When Gas Pump Prices Rise…Be Proactive Rather Than Reactive – UnderhoodService
Connect with us
Close Sidebar Panel Open Sidebar Panel


When Gas Pump Prices Rise…Be Proactive Rather Than Reactive

When summer arrives, your customers are going to feel the heat. And, it’s not going to be so much from the temperature as it is from gas prices, which are projected to hit the $3 per gallon mark within a couple of months.


The fact is, while some drivers will merely complain to you about how filling their tank is putting a strain on their wallet, others will actively make changes to their driving habits and car care regimen to boost fuel economy.
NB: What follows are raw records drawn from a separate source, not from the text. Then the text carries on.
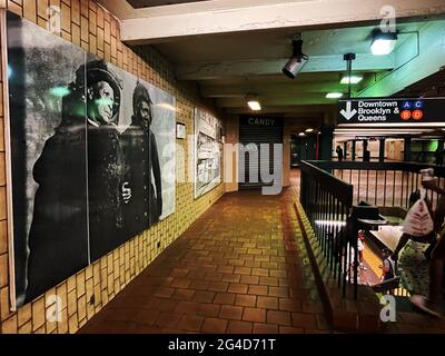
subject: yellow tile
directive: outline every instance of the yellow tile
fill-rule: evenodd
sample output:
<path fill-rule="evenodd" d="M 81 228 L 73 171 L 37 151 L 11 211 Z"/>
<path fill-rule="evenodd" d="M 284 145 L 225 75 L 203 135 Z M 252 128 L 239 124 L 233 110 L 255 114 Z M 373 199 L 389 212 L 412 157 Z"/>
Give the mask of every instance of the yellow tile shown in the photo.
<path fill-rule="evenodd" d="M 1 325 L 2 334 L 17 334 L 17 316 L 13 315 L 9 319 L 4 320 Z"/>
<path fill-rule="evenodd" d="M 8 10 L 20 17 L 23 16 L 22 8 L 11 0 L 8 0 Z"/>
<path fill-rule="evenodd" d="M 8 255 L 0 255 L 0 288 L 8 286 L 8 275 L 9 275 L 9 266 L 8 266 Z"/>
<path fill-rule="evenodd" d="M 80 0 L 80 14 L 88 18 L 88 0 Z"/>
<path fill-rule="evenodd" d="M 105 59 L 106 59 L 107 61 L 111 61 L 111 46 L 108 44 L 108 43 L 105 43 L 103 47 L 105 47 L 105 51 L 103 51 L 103 53 L 105 53 Z"/>
<path fill-rule="evenodd" d="M 37 24 L 40 26 L 42 29 L 48 29 L 48 21 L 46 19 L 42 19 L 41 17 L 37 18 Z"/>
<path fill-rule="evenodd" d="M 80 38 L 86 42 L 89 40 L 88 19 L 83 16 L 80 18 Z"/>
<path fill-rule="evenodd" d="M 90 43 L 89 43 L 89 47 L 90 47 L 90 52 L 91 52 L 92 55 L 96 55 L 96 52 L 97 52 L 97 40 L 96 40 L 96 36 L 93 36 L 93 34 L 91 34 L 91 33 L 90 33 Z"/>
<path fill-rule="evenodd" d="M 85 270 L 80 271 L 76 276 L 77 296 L 85 295 Z"/>
<path fill-rule="evenodd" d="M 67 291 L 71 291 L 76 288 L 76 276 L 71 276 L 67 280 Z"/>
<path fill-rule="evenodd" d="M 80 26 L 80 1 L 71 0 L 71 21 Z"/>
<path fill-rule="evenodd" d="M 96 13 L 97 13 L 97 26 L 98 26 L 98 28 L 103 29 L 103 22 L 105 22 L 103 21 L 103 9 L 98 7 Z"/>
<path fill-rule="evenodd" d="M 71 32 L 71 11 L 70 8 L 61 3 L 61 27 L 63 31 Z"/>
<path fill-rule="evenodd" d="M 48 0 L 37 0 L 37 14 L 42 19 L 48 19 Z"/>
<path fill-rule="evenodd" d="M 70 33 L 68 33 L 68 32 L 66 32 L 66 31 L 62 31 L 61 34 L 62 34 L 62 38 L 63 38 L 65 40 L 71 42 L 71 34 L 70 34 Z"/>
<path fill-rule="evenodd" d="M 87 317 L 87 297 L 83 295 L 77 301 L 77 314 L 79 320 L 82 320 Z"/>
<path fill-rule="evenodd" d="M 11 316 L 9 303 L 9 287 L 0 289 L 0 322 L 8 319 Z"/>
<path fill-rule="evenodd" d="M 66 308 L 68 304 L 68 291 L 67 291 L 67 284 L 63 283 L 57 286 L 56 295 L 60 298 L 61 308 Z"/>
<path fill-rule="evenodd" d="M 68 333 L 68 310 L 67 308 L 61 312 L 61 322 L 57 323 L 57 333 L 67 334 Z"/>
<path fill-rule="evenodd" d="M 97 48 L 99 51 L 103 52 L 103 30 L 102 29 L 97 29 Z"/>
<path fill-rule="evenodd" d="M 8 251 L 8 225 L 7 220 L 0 221 L 0 254 Z"/>
<path fill-rule="evenodd" d="M 106 43 L 111 43 L 111 26 L 108 21 L 105 21 L 103 26 L 103 41 Z"/>
<path fill-rule="evenodd" d="M 32 333 L 32 323 L 28 322 L 23 326 L 19 328 L 19 334 L 31 334 Z"/>
<path fill-rule="evenodd" d="M 0 220 L 7 218 L 7 189 L 6 187 L 0 187 Z"/>
<path fill-rule="evenodd" d="M 80 27 L 76 23 L 71 24 L 71 41 L 80 47 Z"/>
<path fill-rule="evenodd" d="M 97 33 L 97 14 L 96 14 L 96 12 L 92 12 L 91 10 L 89 11 L 88 24 L 89 24 L 90 33 L 96 34 Z"/>
<path fill-rule="evenodd" d="M 17 312 L 17 317 L 18 317 L 19 326 L 22 326 L 22 325 L 27 324 L 29 320 L 31 320 L 31 317 L 32 317 L 31 303 L 28 303 L 27 305 L 22 306 Z"/>
<path fill-rule="evenodd" d="M 76 290 L 68 293 L 68 315 L 75 315 L 77 312 L 77 296 Z"/>
<path fill-rule="evenodd" d="M 44 298 L 39 298 L 32 303 L 32 330 L 37 330 L 46 322 Z"/>
<path fill-rule="evenodd" d="M 79 329 L 79 324 L 77 322 L 77 315 L 70 316 L 68 320 L 68 330 L 70 334 L 76 334 L 76 332 Z"/>
<path fill-rule="evenodd" d="M 118 37 L 118 31 L 119 31 L 118 21 L 115 18 L 112 18 L 110 20 L 110 26 L 111 26 L 111 36 L 117 38 Z"/>
<path fill-rule="evenodd" d="M 31 22 L 37 22 L 36 0 L 24 0 L 23 17 Z"/>
<path fill-rule="evenodd" d="M 95 12 L 97 11 L 98 6 L 97 6 L 97 3 L 95 1 L 90 0 L 88 6 L 89 6 L 90 10 L 92 10 Z"/>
In a recent aftermarketNews.com survey, readers were asked if they planned to take action to control their own fuel costs as a result of the expected $3 per gallon prices. Here’s what they said:

• Yes, I will drive less — 34.69%

• No, I won’t make any changes to my driving and vehicle maintenance habits as a result of high gas prices —33.67%

•Yes, I will perform maintenance/repairs to make my current vehicle more fuel-efficient — 27.55%

• Yes, I plan to buy a more fuel-efficient vehicle in the next six months — 4.08%

With such a significant number of people interested in fuel efficiency gains accomplished through vehicle maintenance, it’s important to take the time to educate your customers how performing routine repairs can help them lengthen the intervals between each fill-up at the pump.


Following are some gas-saving service examples, courtesy of Larry Carley, Babcox technical editor, that will have a positive effect on the fuel efficiency of your customers’ vehicles:

1. The biggest impact on fuel economy is checking tire inflation pressure. Vehicles roll in and out of repair shops every day, but seldom does anyone check the tires. Offer it as a customer service. It’s also a good way to spot alignment problems that can prematurely wear out the tires.

2. Recommend upgrading to a low-viscosity** 5W-20 or 5W-30 synthetic oil if a customer is using a conventional oil or an oil with a heavier viscosity. Thinner oils save gas, and synthetic oils last longer than conventional oils.


3. Replacing high-mileage spark plugs (even if they haven’t yet passed 100K miles yet) and replacing high-mileage oxygen sensors can both help ensure maximum fuel economy. An engine that is misfiring because of worn or fouled spark plugs, or that is running rich because of a lazy O2 sensor, wastes fuel.

Your customers need your help in maintaining their vehicles for peak performance and the resulting im-proved gas mileage. Take the time to educate them how these relatively inexpensive measures can pay big dividends. And, then they’ll have more incentive to bring their vehicles to you on a regular basis, which should be music to everyone’s ears.


** Note: check the owner’s manual to confirm whether lower viscosity oils can, in fact, be used in a particular engine (vehicle).